Alibaba Group Holding Ltd, China’s biggest e-commerce company, said on Thursday third-quarter revenue rose 56 percent, beating expectations as it shrugged off any concerns about a market slowdown.
Revenue for the October-December period rose to 83.03 billion yuan ($13.19 billion), up from 53.2 billion yuan a year earlier. That exceeded the 79.8 billion yuan average estimate of 28 analysts polled by Thomson Reuters.
The company also said it would buy a 33 percent stake in its payment affiliate Ant Financial, exercising the option from a 2014 agreement, in exchange for certain intellectual property rights owned by the ecommerce giant.
The strong growth and the move to bind itself more closely with Ant comes as Alibaba is looking to fend off a growing challenge from rivals in its core retail business that analysts expect will start to put downward pressure on growth.
The firm is now looking for new areas such as cloud computing, payments and offline retail to maintain rapid growth rates that helped propel its shares to roughly double in value last year, making it one of the world’s most valuable companies with a market capitalization of $523 billion.
The firm’s third-quarter sales are typically strong because of its Singles’ Day sales event held on Nov. 11, the world’s biggest shopping spree. This year a record $25.4 billion was spent on Alibaba platforms on the day.
Core commerce revenue in the third quarter rose 57 percent to 73.24 billion yuan, up from 46.6 billion yuan a year earlier.
Alibaba, and other tech rivals in China such as Tencent Holdings Ltd (0700.HK) and JD.com Inc (JD.O), have also been investing heavily in brick-and-mortar retailers over the last year to extend their shopper base offline.
Net income attributable to shareholders rose to 24.07 billion yuan, up 35 percent from 17.9 billion yuan in the year-earlier quarter.
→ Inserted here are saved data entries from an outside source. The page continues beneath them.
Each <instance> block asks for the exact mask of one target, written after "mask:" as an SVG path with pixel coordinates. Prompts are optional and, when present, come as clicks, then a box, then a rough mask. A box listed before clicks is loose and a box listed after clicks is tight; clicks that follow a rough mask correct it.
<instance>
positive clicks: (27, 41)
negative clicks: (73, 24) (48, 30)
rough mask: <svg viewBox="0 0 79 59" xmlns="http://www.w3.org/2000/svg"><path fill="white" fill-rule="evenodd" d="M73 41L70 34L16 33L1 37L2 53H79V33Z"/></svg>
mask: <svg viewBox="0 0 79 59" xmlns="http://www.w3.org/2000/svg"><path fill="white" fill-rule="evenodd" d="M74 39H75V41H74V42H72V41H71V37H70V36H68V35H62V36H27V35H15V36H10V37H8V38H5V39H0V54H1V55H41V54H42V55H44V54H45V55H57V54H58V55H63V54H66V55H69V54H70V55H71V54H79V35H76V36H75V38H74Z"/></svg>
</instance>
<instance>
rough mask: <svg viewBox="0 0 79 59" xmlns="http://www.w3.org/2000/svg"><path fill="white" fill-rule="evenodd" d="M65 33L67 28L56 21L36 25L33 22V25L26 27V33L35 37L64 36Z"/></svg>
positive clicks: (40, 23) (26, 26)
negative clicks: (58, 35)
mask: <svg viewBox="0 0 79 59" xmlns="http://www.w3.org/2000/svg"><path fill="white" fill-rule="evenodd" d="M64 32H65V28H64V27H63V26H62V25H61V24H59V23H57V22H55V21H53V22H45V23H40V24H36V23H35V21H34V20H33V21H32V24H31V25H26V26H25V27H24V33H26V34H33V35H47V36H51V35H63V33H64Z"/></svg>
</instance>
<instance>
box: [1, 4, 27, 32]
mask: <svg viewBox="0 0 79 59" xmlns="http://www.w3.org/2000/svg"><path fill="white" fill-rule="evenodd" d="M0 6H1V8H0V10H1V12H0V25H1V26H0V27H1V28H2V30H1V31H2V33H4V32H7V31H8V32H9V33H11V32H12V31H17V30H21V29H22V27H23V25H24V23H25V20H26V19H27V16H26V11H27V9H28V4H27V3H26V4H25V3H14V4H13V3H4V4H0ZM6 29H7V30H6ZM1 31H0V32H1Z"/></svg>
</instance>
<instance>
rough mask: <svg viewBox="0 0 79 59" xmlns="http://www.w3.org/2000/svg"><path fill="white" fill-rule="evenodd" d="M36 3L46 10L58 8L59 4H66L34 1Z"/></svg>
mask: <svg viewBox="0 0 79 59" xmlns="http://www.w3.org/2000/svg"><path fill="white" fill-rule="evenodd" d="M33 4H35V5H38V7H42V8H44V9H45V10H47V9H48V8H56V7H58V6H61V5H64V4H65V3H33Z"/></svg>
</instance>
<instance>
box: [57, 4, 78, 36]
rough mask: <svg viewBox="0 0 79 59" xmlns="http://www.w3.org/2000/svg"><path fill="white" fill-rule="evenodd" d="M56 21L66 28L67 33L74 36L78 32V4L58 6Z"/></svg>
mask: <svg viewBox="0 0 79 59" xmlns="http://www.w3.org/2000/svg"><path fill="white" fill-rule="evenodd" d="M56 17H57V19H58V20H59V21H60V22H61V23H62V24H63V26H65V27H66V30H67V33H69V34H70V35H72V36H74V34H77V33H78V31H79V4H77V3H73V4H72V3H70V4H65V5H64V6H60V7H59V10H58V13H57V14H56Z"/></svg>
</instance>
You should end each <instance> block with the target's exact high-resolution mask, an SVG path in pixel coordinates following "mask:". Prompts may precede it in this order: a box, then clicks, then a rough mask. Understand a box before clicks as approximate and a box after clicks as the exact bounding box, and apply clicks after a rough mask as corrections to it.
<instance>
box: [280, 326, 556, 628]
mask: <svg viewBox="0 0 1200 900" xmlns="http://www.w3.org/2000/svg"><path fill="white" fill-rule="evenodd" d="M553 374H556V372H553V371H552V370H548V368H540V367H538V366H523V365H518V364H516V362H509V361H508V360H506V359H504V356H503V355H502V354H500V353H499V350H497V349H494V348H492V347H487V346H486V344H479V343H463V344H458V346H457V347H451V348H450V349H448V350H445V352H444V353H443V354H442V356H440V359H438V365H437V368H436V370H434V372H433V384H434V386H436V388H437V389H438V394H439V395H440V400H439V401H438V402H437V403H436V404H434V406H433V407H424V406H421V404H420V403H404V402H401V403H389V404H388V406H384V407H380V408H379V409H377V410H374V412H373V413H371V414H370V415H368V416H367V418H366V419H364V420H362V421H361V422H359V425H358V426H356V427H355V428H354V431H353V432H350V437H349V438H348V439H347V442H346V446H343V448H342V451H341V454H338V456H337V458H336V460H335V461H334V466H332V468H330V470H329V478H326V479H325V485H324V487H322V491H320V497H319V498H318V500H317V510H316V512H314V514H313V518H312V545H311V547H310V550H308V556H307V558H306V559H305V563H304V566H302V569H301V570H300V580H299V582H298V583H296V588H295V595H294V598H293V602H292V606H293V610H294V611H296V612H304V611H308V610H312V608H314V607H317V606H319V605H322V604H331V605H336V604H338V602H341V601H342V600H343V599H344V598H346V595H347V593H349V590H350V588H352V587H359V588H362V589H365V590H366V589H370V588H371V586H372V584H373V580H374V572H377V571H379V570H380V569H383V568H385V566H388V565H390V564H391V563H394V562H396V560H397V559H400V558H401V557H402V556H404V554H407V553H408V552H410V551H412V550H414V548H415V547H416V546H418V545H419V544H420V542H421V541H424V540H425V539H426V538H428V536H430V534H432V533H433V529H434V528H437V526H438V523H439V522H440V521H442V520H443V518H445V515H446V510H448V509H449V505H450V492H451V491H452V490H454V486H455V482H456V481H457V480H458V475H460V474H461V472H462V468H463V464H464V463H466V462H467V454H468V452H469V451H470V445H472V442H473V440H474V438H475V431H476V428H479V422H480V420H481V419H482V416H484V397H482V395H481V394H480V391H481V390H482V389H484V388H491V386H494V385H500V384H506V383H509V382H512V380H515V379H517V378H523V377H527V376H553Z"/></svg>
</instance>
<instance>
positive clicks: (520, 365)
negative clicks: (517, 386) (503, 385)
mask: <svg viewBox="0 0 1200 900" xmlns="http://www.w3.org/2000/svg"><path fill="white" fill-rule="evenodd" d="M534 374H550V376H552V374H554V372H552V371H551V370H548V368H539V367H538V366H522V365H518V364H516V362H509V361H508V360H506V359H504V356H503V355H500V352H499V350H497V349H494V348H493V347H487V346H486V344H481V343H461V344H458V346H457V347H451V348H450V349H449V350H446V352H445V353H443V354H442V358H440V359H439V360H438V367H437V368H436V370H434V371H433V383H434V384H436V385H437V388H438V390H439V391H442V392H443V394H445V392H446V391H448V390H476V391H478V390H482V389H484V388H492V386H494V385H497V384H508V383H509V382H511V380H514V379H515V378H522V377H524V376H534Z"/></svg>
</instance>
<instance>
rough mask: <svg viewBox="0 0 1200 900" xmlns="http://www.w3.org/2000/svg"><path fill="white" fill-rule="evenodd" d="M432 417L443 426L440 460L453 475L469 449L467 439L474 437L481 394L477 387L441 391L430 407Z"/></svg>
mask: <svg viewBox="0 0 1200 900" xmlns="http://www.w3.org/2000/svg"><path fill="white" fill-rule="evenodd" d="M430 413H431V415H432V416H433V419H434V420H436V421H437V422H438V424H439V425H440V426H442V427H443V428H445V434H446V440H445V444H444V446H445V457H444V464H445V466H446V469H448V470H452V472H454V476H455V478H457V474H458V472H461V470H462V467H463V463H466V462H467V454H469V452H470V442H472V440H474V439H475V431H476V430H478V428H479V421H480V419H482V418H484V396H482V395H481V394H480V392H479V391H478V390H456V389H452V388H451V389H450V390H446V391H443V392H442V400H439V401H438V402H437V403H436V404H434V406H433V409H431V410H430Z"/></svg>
That compared with the 21.5 billion yuan estimate of analysts surveyed by Thomson Reuters.
Revenue at Alibaba’s nascent, but fast-growing cloud computing unit, climbed 104 percent versus the same quarter last year, slightly faster than the previous period.
Alibaba’s cloud business crossed 1 million customers globally in the quarter ended in September 2017, and has recently opened new data centers in Malaysia and India.
Cloud computing and offline retail make up a comparatively small fraction of the company’s current sales, though Alibaba is betting on these units to become major revenue drivers as the Chinese e-commerce market shows signs of saturation.